Charlotte Bonaparte
Portrait de Letizia Bonaparte, 1835, aquarelle sur papier, 26,7x20,3 cm
Inv. MN 959

9_letizia.jpg (199343 byte)

Au cours d’une visite à sa grand-mère en juin 1835, Charlotte réalise d’après nature un de ses portraits de famille les plus réussis. La vieille Napoleonis Mater, bien qu’elle soit ici représentée sous un aspect très intime, conserve un peu de son air de matrone romaine, qui fut rapporté aussi par d’autres témoignages : ainsi sa petite-fille Mathilde, dans ses Souvenirs, évoque le ton péremptoire avec lequel Letizia s’adressait à son fils Jérôme, pourtant sexagénaire. Femme extrêmement énergique, elle restera jusqu’à la fin le point de référence inébranlable pour toute sa famille, même pendant les années de l’exil.
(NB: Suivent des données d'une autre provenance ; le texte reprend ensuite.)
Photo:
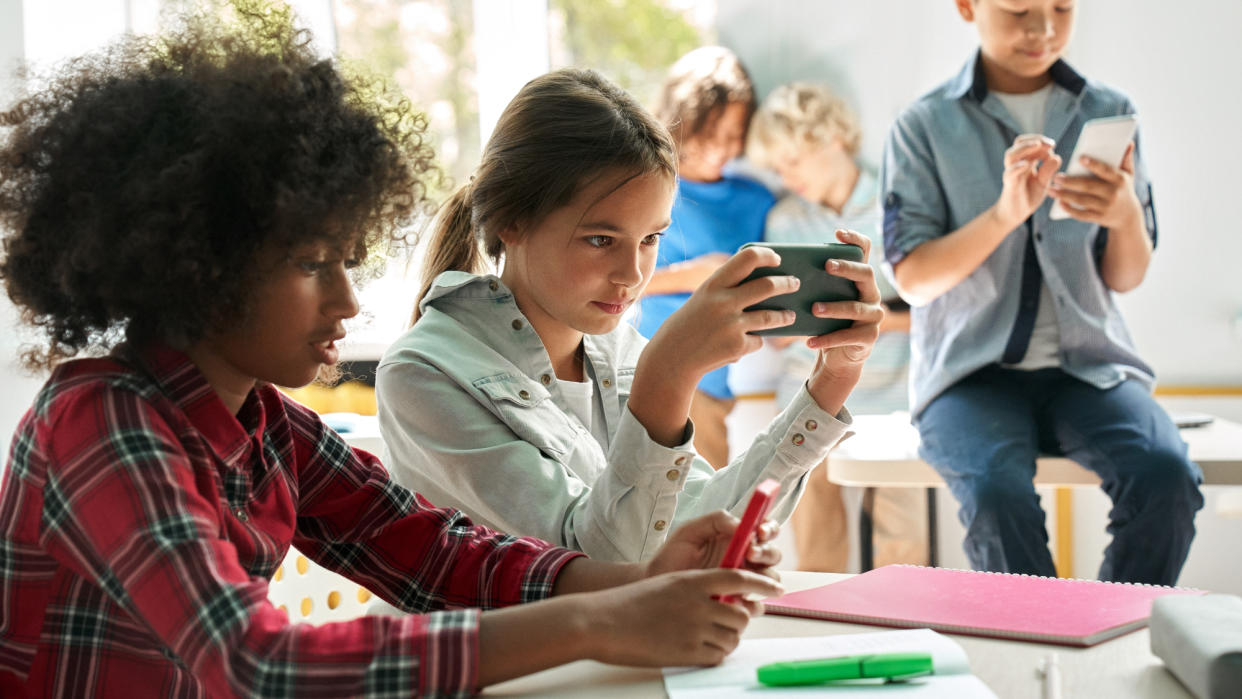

Contrainte à l’immobilité suite à une fracture du fémur en 1830, elle continuait néanmoins à transmettre une sensation de lucidité et d’équilibre. Madame Masuyer, qui la rencontra à cette époque, ne peut pas s’empêcher de remarquer la ressemblance avec son fils Napoléon : "On ne la consulte jamais sans retrouver en elle, cette force de raison, cette clarté de jugement qu’on admirait chez l’Empereur". Contrairement à de nombreux autres portraits peu expressifs, Charlotte parvient ici à rendre efficacement le contraste entre la force morale et la faiblesse physique de Madame Mère. Avec une touche particulièrement délicate, elle décrit les dentelles claires des vêtements de la vieille femme, s’arrêtant en particulier sur son bonnet. Le dessin, inachevé au niveau des mains et des détails du fauteuil, fut reproduit en lithographie avec le consentement de Letizia, qui exigea toutefois de sa petite-fille que chaque copie porte l’inscription "Cadeau fait par la Princesse Charlotte" et que tout revenu soit affecté à des œuvres de bienfaisance. Alessandro Capalti, qui avait soutenu l’exécution de l’aquarelle, se plaindra ensuite à Zenaide, qui rapporte à Charlotte la remontrance: "Capalti a trouvé bien la lithographie de Madame, mais a été très fâché que les mains et d’autres parties de ce dessin ne fussent pas plus finies et plus soignées, et il a dit que si tu lui avais dit que ton intention était de lithographier ce portrait il l’aurait retouché davantage qu’il n’a fait".